Y a fuerza de tanto soportarlo aprendemos a vivir con nuestra propia agonía: larga o corta. A nuestros pequeños les cambia la voz. Y a nosotros se nos desgastan el aspecto y los ánimos. Se nos desvanece el brillo pueril e irrecuperable del rostro, ya estocado pro las décadas. Y aprendemos a vivir con nuestras proprias frustraciones. Con nuestro propio anonimato, nunca antes contemplado entre los planes. Con nuestra propia condición de ciudadanos del común a la que antes creíamos impensable.

Entonces aprendemos que las vidas, como en un viejo juego de video de los 80, de los que había en Uniplay, se nos han ido agotando de tanto cometer errores. Y que ya tienden a cero.

Los lustros y los años de los que hoy somos testigos pasivos nos suenan monstruosos y enormes, y nos preguntamos en qué momento el cronos escindió su dimensión lógica y proporcionada. Y entendemos que ya nunca seremos estrellas de rock, ni de nada, quizá.

Se nos envejecen abuelos y padres. Y nosotros, ya medio conscientes de que así es, vamos tras ellos, replicando el modelo biológico inevitable. Los menos conformes con la naturaleza nos arrancamos las canas, y hay quienes intentan ocultar la calvicie frontocoronaria con algún peinado mimetizador. Nuestros relojes de pulso con radio incluido. Nuestros walkmans Sony Sports y nuestros Game Boys de bomberos rescatando heridos, son curiosidades de las que los niños de hoy se mofan.

Las cosas con las que jugamos ya se nos quebraron. Los seres a los que veneramos se nos están fugando. Los futbolistas, reinas de belleza, actores, músicos, escritores y políticos ya dejaron, hace mucho, de ser mayores que nosotros. El mundo se nos llena de simonesgavirias. Y muchos de ellos nacieron para cuando ya éramos adolescentes.

Vienen los más jóvenes por el poder que nunca tuvimos. Y nuestros contemporáneos importantes no merecen serlo. Y los envidiamos. Y pensamos si acaso ghemos perdido el tiempo o si el tiempo ha sido un juez demasiado severo para con nuestros ratos de ocio, vividos bajo la adormecedora complicidad de antaño, cuando creíamos que había días de sobra.

y vemos a nuestros amigos de siempre, ya afrentados por la alopecia, deformados por el tejido adiposo alojado para siempre en sus vientres. Transformados por la paternidad y las simplezas prácticas de la vida marital. Y ya pocos comparten nuestros recuerdos. Vamos a un bazar o a una tienda y los menores nos dicen ‘señor’. Y duplicamos la edad de quienes tienen 17.
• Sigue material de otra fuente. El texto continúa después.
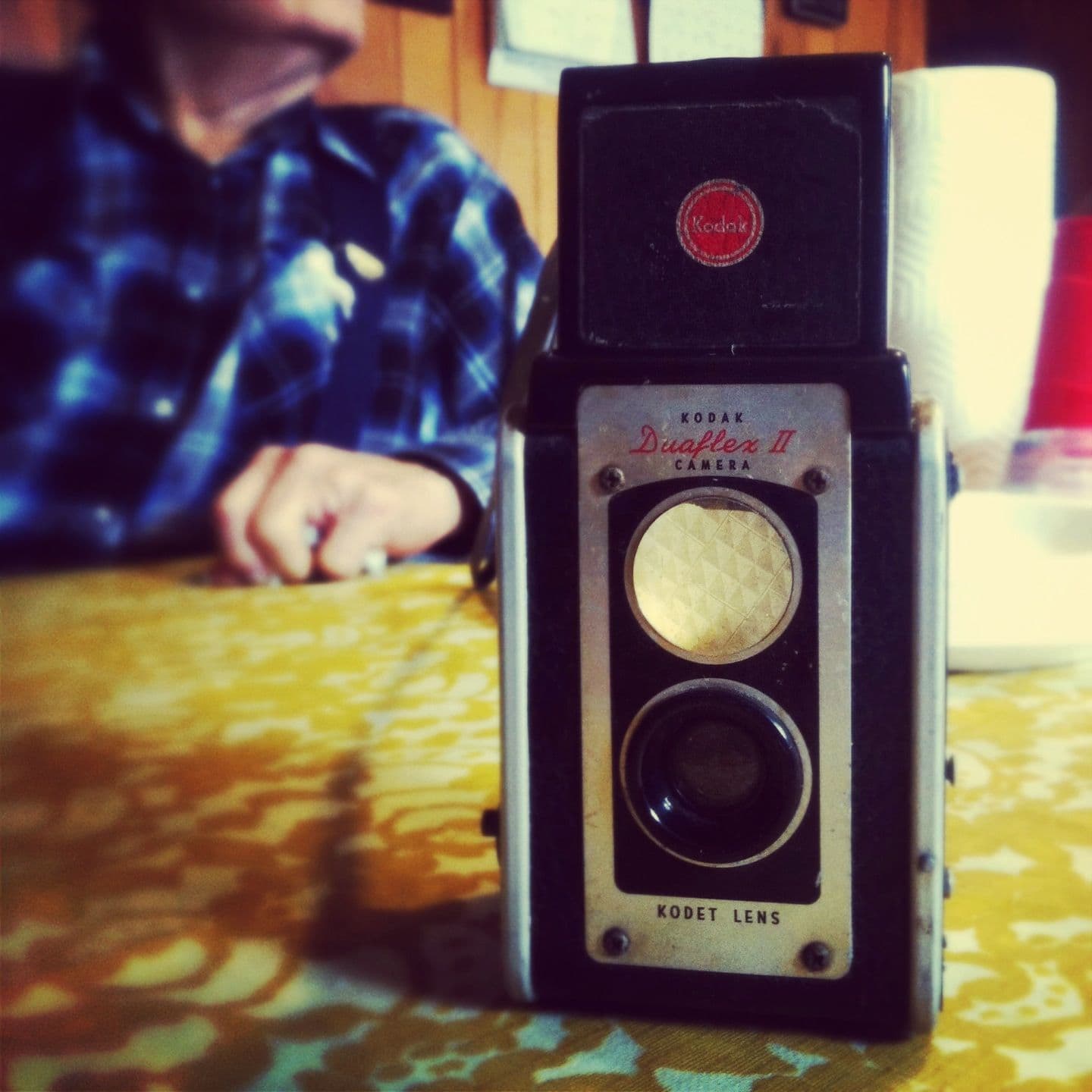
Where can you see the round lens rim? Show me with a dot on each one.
(736, 499)
(737, 836)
Las cosas que te hacían sentir parte de algo se van perdiendo, o se van cansando de existir. Ya nadie sabe qué fue Do Re Creativa Tv o Sabariedades. Y nos gusta la radio adulta. Y vemos a la fotografía de nuestra promoción escolar, y aunque nunca lo pensamos ya luce un tanto decolorada, como nuestra propia alma.
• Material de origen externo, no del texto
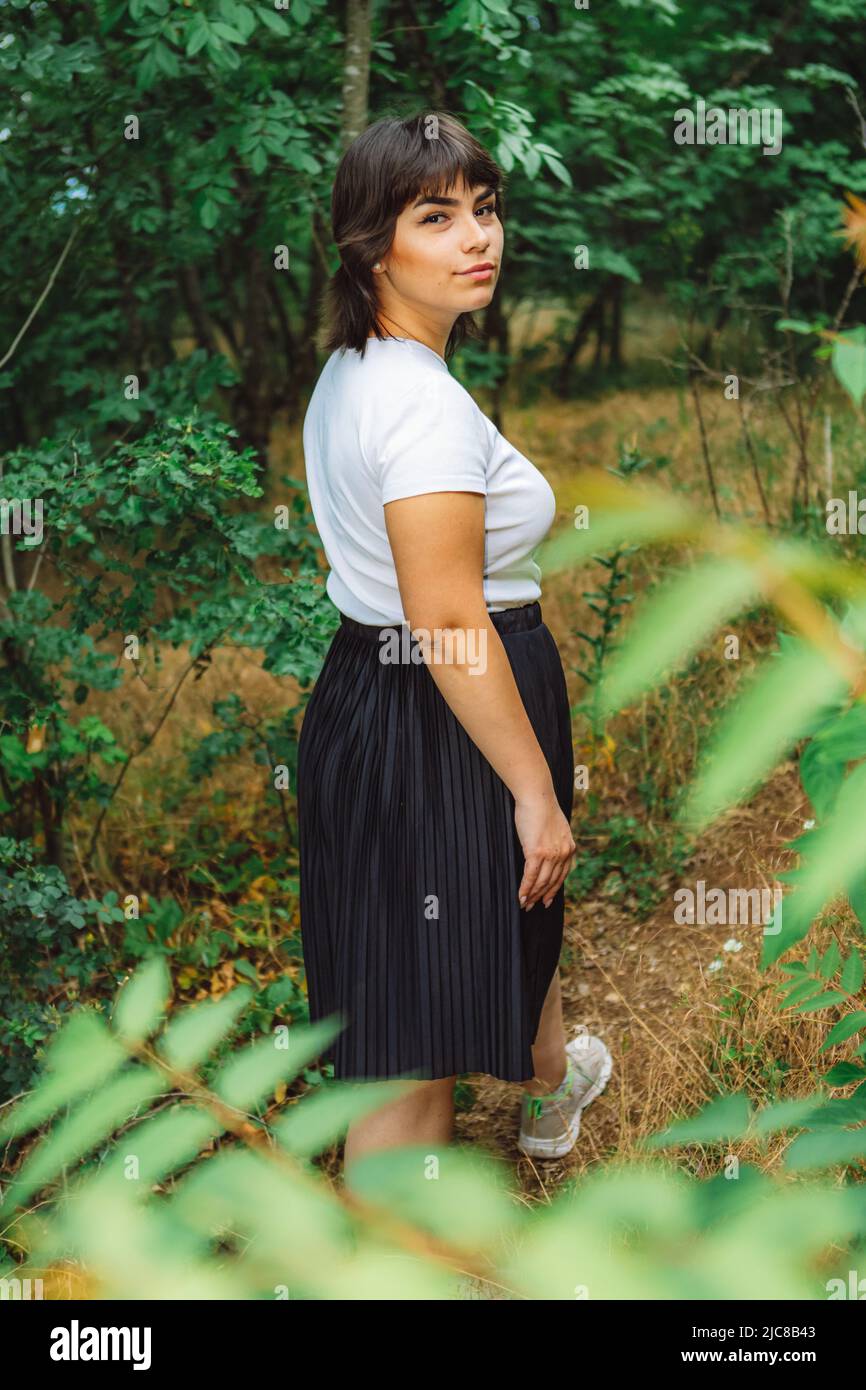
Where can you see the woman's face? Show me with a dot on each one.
(437, 243)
Y los nuevos clásicos son de ‘Green day’. Ya no tenemos en dónde poner cassettes, y nuestros chistes de época ahora ameritan explicaciones sobre lugares, seres y eventos. Y creemos que aún hay avisos de Haceb en los directorios telefónicos, o que Nirvana es una novedad.

Y ya ni los 40 ni los 50 nos aterran, porque los sabemos cercanos. Y más bien, lo anormal comienza a parecernos corriente. Y nos volvemos para mirar lo que somos, lo que fuimos (que aunque similar, no es lo mismo), como hablándole a un espejo opaco.

Lo nuevo anula lo viejo… La gente se deshace de sus viejas imágenes, de sus viejas cosas y de sus viejas memorias. Y nuestra lista de muertos conocidos ya no cabe en nuestros 10 dedos. Y la gente ya no se ufana de tener 1.000 discos de vinilo en su colección, sino 500 gigas de música en su disco duro.

Nos parece tarde para seguir en la fiesta, y comenzamos a preferir quedarnos dormidos a seguir obligándonos a no hacerlo. Preferimos mantenernos en silencio y aceptar la serenidad y no el escándalo como el más sabio y oportuno de los procederes. Y quisieramos hacer de cada segundo una hora.

Entonces pensamos que los días se nos van acabando, atomizados en miles de millones de segundos a los que no contamos. Nos perdemos en cierta tranquilidad resignada y pretendemos estar tranquilos porque al final todo, de alguna forma va a acabarse, y porque cada uno tiene derecho a cometer sus errores y a exhibir sus aciertos , y nosotros, de hecho, ya lo hicimos. Y los que han llegado después ya comenzaron a hacerlo, mientras dormíamos.